Introduction
Osteoradionecrosis is a serious complication that may occur following radiation therapy, particularly head and neck–directed radiation therapy. A very limited number of cases of cervical-spine osteoradionecrosis have been reported1–6 and only 2 involve altered fractionation radiation therapy.6 We present a patient with extensive osteoradionecrosis 9 years after receiving accelerated fractionation radiation therapy with concurrent chemotherapy.
Case report
A 51-year-old male presented with several months of odynophagia and dysphonia in 2005. Triple endoscopy revealed T4bN0M0 squamous cell carcinoma of the supraglottic larynx involving the left base of the tongue. The patient was enrolled on Radiation Therapy Oncology Group (RTOG) 0129 and treated with a course of accelerated fractionation radiation therapy with concurrent cisplatin chemotherapy.7 Per protocol, the patient received 18 fractions of 1.8 Gy daily followed by 12 days of twice-daily radiation therapy consisting of 1.8 Gy in the morning and a second daily fraction of 1.5 Gy for a total of 72 Gy delivered over the course of 6 weeks (Fig 1).
Figure 1.
Radiation treatment plan. A portion of the radiation treatment plan is shown. The 100% isodose line can be seen covering the anterior vertebral bodies.

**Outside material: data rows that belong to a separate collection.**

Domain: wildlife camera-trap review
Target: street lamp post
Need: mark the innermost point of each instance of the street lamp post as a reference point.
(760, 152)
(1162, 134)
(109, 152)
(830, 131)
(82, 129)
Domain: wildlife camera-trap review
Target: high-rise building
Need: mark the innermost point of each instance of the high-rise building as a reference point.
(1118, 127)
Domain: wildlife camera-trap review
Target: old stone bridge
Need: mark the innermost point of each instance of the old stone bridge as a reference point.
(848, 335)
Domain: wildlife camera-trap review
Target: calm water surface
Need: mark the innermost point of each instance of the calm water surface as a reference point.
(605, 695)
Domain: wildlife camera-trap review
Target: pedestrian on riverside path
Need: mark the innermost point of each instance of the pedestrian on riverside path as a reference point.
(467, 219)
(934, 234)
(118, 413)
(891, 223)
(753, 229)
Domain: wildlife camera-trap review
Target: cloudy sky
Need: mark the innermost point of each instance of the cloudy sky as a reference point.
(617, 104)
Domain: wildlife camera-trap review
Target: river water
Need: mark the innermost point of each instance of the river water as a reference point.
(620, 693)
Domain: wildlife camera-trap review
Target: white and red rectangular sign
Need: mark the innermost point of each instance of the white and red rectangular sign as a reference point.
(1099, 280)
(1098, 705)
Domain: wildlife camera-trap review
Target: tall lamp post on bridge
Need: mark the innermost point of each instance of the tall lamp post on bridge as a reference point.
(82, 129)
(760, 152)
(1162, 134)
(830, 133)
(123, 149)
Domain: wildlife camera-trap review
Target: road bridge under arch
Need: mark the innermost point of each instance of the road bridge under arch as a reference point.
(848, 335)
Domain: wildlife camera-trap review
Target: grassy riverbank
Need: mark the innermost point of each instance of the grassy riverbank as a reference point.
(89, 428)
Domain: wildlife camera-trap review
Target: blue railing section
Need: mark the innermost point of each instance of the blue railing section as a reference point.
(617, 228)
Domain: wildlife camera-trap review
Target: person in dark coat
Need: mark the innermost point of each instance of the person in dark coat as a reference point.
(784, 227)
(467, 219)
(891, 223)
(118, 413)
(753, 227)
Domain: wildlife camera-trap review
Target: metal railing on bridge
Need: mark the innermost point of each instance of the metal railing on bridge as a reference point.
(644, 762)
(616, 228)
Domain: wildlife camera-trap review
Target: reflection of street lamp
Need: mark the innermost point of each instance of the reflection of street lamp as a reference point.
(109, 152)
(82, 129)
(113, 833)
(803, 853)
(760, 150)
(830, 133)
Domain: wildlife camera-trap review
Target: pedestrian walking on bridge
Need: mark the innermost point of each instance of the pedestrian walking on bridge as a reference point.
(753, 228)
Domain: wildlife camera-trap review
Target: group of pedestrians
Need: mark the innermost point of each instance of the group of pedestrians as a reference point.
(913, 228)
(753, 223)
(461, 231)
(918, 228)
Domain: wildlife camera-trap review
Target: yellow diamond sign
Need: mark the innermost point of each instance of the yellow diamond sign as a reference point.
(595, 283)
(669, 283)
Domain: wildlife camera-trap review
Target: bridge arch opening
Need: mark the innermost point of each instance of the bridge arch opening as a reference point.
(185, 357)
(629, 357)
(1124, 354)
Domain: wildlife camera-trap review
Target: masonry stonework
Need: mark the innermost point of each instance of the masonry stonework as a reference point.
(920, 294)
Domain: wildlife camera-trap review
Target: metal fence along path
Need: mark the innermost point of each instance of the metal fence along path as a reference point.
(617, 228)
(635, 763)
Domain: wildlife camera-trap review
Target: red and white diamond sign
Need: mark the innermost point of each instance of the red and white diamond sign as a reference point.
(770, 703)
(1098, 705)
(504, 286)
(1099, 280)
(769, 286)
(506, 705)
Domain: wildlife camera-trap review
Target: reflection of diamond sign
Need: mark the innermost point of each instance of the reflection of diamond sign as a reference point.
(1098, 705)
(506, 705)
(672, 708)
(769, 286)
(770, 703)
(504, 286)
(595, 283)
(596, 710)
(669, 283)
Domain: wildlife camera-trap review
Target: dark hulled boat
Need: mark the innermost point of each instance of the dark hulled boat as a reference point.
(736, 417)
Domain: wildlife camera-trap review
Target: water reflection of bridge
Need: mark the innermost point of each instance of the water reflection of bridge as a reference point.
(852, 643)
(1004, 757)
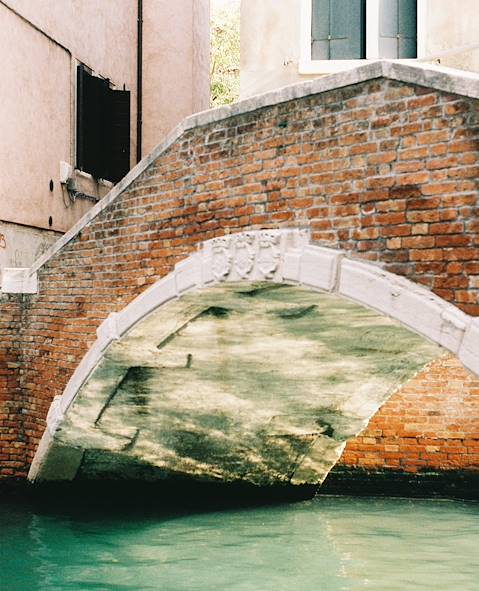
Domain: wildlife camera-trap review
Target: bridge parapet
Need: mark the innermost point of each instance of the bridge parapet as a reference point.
(379, 163)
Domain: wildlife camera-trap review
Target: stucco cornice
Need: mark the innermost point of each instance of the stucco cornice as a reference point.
(434, 77)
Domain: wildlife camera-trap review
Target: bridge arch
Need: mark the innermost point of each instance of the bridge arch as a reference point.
(261, 258)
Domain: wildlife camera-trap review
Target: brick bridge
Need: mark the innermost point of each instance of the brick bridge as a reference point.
(358, 189)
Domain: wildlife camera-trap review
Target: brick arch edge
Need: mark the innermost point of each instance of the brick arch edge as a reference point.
(280, 256)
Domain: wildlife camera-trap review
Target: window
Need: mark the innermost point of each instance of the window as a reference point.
(103, 127)
(338, 29)
(334, 32)
(398, 29)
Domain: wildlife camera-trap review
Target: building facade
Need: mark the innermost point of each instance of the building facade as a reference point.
(88, 88)
(303, 39)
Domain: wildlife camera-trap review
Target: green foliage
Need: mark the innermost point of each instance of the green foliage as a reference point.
(225, 54)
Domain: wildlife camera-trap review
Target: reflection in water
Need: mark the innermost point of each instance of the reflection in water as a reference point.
(330, 544)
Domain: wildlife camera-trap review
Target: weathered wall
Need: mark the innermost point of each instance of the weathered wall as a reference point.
(271, 40)
(449, 29)
(21, 246)
(270, 45)
(176, 57)
(41, 44)
(38, 98)
(430, 424)
(383, 169)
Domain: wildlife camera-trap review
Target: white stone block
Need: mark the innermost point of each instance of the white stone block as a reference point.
(156, 295)
(292, 265)
(19, 281)
(55, 415)
(319, 266)
(418, 310)
(206, 269)
(469, 351)
(108, 330)
(454, 323)
(366, 285)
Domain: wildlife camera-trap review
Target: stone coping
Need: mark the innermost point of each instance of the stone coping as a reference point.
(439, 78)
(279, 256)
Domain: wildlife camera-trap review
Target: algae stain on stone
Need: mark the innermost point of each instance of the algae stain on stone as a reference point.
(261, 384)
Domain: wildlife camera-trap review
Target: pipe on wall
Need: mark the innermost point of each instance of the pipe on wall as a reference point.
(139, 80)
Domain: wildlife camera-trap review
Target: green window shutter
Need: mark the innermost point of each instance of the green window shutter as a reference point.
(398, 29)
(320, 27)
(407, 28)
(338, 29)
(348, 20)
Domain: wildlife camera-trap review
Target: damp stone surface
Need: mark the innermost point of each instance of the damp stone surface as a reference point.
(255, 383)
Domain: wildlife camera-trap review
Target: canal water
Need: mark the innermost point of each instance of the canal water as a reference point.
(327, 544)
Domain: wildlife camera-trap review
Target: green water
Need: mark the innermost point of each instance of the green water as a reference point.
(327, 544)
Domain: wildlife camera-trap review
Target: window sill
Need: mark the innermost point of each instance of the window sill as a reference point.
(333, 66)
(87, 175)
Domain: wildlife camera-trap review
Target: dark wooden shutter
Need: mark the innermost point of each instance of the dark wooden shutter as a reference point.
(90, 120)
(103, 127)
(119, 134)
(338, 29)
(398, 29)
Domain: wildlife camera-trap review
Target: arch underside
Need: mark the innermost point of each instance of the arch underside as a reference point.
(254, 382)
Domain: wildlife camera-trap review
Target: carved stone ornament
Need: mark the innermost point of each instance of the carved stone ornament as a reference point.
(269, 254)
(244, 254)
(222, 258)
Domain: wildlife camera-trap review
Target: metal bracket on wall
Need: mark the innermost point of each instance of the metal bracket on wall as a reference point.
(74, 194)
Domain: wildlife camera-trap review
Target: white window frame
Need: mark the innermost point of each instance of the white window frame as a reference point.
(309, 66)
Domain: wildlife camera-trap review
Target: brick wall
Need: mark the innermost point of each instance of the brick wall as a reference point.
(383, 169)
(430, 424)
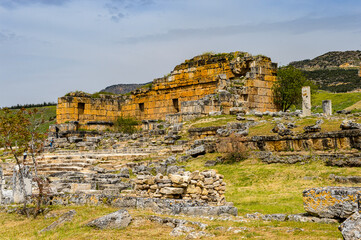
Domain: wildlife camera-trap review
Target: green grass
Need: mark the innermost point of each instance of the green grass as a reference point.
(340, 101)
(270, 188)
(49, 115)
(19, 227)
(212, 121)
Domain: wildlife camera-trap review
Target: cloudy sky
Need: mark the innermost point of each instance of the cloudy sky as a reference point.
(51, 47)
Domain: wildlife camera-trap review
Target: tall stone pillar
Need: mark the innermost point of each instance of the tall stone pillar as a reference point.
(327, 107)
(18, 194)
(1, 185)
(306, 101)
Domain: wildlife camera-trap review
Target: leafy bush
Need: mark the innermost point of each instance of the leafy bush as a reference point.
(126, 125)
(237, 155)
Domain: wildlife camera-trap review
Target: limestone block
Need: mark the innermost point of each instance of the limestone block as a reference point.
(351, 228)
(306, 101)
(191, 189)
(79, 187)
(119, 219)
(171, 190)
(332, 202)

The patient had no evidence of recurrent disease until he developed neck pain; a computed tomography scan in October 2014 showed possible local recurrence versus abscess formation for which he was treated with antibiotics. A follow-up computed tomography and magnetic resonance imaging scan revealed a persistent large pocket of air in the right lateral retropharyngeal space and anterior wedge-shaped compression fracture deformities consistent with osteoradionecrosis (Fig 2).
Figure 2.
Computed tomography scan of cervical spine reveals anterior wedge-shaped compression fracture deformities consistent with osteoradionecrosis in the C5 and C6 vertebral bodies.
Discussion
The majority of reports of cervical osteoradionecrosis involve standard fractionation of 1.8 Gy once a day (Table 1). Despite the development of osteoradionecrosis, all of these patients recovered following surgical and/or antibiotic treatment with the exception of 1 patient treated with 2.2 Gy/fx who remained wheelchair-bound and a second3 who died before treatment.
Table 1.
Published osteoradionecrosis case studies
| Author | Cancer histology/primary | Radiation dose (Gy/fx) | Chemotherapy | ORN treatment | Time to ORN |
|---|---|---|---|---|---|
| Donovan et al1 | SCC/unknown | 80/- | - | Surgery, antibiotics, and O2 | 25 y |
| SCC/supraglottic larynx | 59.4/1.8 | - | Surgery, antibiotics, and O2 | 10 mo | |
| Undifferentiated/nasopharyngeal | 82.2 (43.2) | - | Antibiotics and O2 | 10 y | |
| Ng et al2 | SCC/posterior pharyngeal wall | 45/1.8 | - | Surgery and antibiotics | During RT (45 Gy in 25 treatments) |
| Lim et al3 | SCC/unknown | 55.8/1.8 | - | - | 9 y |
| Van Wyk et al4 | SCC/right vocal cord | 66/2.2 | - | Surgery | 20 y |
| Smith et al5 | SCC/tonsils | 70/- | Concurrent/ Cisplatin-bascd |
Surgery and antibiotics | 15 mo |
02, oxygen; ORN, osteoradionecrosis; SCC, squamous cell carcinoma.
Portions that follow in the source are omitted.